A glorious day in the sunshine, we didn’t get there too early so missed the early bands with the intention of making it there for The Snuts. Anyone who went will know they were substituted last minute for The Sherlocks but a great swap as they gave a superb hour of guitar based indie rock so all were happy, well except for The Snuts die hards. I’m seeing The Sherlocks again in December supporting Shed Seven so looking forward to that even more now, a great start to the day.

Videos from the day on our Tik Tok and YouTube – links at top of site.



The main stage wasn’t to full at that point so a great view and great atmosphere. Louis Tomlinson was on next, no offence to Louis but we made our way quickly over to the Castle Stage. This was the other end of the common and The Lottery Winners were soon to start and always put on a great show, again they did not disappoint. Third time seeing this band and they were great, upbeat, funny and great tunes and singalongs that was perfect in the sunshine, even a fun jibe at Snow Patrol’s headline slot that they stated will be theres in 5 years time, there own rendition of Chasing Cars followed with great backing vocals from al in attendance. The crowd atmosphere was brilliant. We walked around the corner and straight to the front barrier and met some great people as well.

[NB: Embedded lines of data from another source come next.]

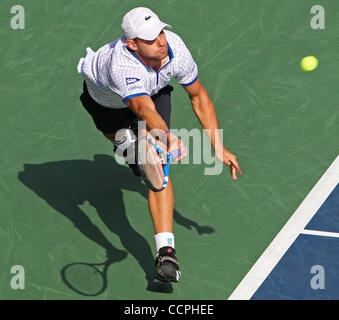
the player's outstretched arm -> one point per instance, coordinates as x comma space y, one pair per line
204, 110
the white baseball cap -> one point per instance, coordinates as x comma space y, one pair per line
142, 23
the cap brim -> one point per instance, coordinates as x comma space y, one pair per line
152, 33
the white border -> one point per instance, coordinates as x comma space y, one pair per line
293, 227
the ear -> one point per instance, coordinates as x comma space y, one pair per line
131, 44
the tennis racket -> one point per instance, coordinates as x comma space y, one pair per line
153, 162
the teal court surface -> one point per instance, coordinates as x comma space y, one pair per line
77, 222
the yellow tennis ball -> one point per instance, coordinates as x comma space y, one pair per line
309, 63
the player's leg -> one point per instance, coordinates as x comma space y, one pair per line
161, 206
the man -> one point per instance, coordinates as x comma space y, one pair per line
127, 81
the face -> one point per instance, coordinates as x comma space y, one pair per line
156, 49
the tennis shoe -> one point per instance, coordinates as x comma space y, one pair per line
167, 265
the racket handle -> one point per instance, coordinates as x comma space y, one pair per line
176, 153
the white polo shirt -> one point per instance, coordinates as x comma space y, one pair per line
114, 74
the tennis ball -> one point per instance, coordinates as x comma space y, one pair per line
309, 63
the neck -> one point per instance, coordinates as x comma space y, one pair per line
151, 63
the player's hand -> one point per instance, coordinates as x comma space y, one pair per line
175, 143
231, 160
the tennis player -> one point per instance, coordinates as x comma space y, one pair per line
126, 81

We were going to head back for The Idles but Maximo Park were up next and with such a great spot and having not seen them live before decided to stay. A great band who had the crowd singing along and wanting more, then ran through all the sits from different albums. They definitely knew what the crowd wanted. Well worth staying. Will be revisiting there back catalogue over the coming weeks.



They wrapped up at 7.20pm and we headed back to the main stage for Snow Patrol as did what felt like most of the festival goers, it was rammed. We ended up about 100 meters from the stage but hats off to Victorious Festival, the sound was great. They had speaker towers and screens as far back us so even at that distance no quality was lost. Only an hour and ten minute set for one of the headliners but they squeezed the most out of the time they had.

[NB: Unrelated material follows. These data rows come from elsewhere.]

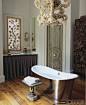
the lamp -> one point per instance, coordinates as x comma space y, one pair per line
26, 36
52, 18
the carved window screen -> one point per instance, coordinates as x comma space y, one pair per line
13, 34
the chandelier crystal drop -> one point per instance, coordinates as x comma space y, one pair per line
52, 18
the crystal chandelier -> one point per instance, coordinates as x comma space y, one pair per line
48, 13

As they drew to a close we dropped back and headed to the Big Top and caught the latter half of House of Anthems for some old school ‘bangers’ and they were ace. It was heaving. This was followed up by a the compere Alfie Ordinary who filled the changeover fantastically, singalongs a plenty until the Bloody Grungers came on smashing Limp Bizkit and Linken Park tracks. We’d had notification that the last train home had been cancelled so we were only able to see twenty minutes of Fatboy Slim before having to head off early but a great day all in all.